Microdrillia pertinax

Scientific classification
- Kingdom: Animalia
- Phylum: Mollusca
- Class: Gastropoda
- Subclass: Caenogastropoda
- Order: Neogastropoda
- Superfamily: Conoidea
- Family: Borsoniidae
- Genus: Microdrillia
- Species: M. pertinax
- Binomial name: Microdrillia pertinax Hedley, 1922
- Synonyms: Turridrupa pertinax Hedley, 1922 (original combination

= Microdrillia pertinax =

- Authority: Hedley, 1922
- Synonyms: Turridrupa pertinax Hedley, 1922 (original combination

Species of gastropod

Microdrillia pertinax is a species of sea snail, a marine gastropod mollusk in the family Borsoniidae.

==Description==
The length of the shell attains 4.8 mm.

(Original description) The small shell has a cylindro-fusiform shape. It is contracted at the base. Its colour is pale buff, darker on the base and the columella. It contains eight whorls, including the protoconch. The suture is deeply channelled.

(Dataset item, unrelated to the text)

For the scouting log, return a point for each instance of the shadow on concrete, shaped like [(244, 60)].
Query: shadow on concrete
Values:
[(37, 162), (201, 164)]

Sculpture :—On the body whorl there is a prominent keel on the shoulder, followed anteriorly by seven
evenly spaced and gradually diminishing spirals. Above the keel is a broad fasciole, crossed by fine crescentic riblets and bounded by a small spiral. On the upper whorls three spirals alone persist, the median being prominent.

The aperture is narrow. The sinus is wide and rather short. The siphonal canal is short and a little reflected. The columella is straight, with a thickened margin.

==Distribution==
This marine species occurs off the Philippines and Queensland, Australia.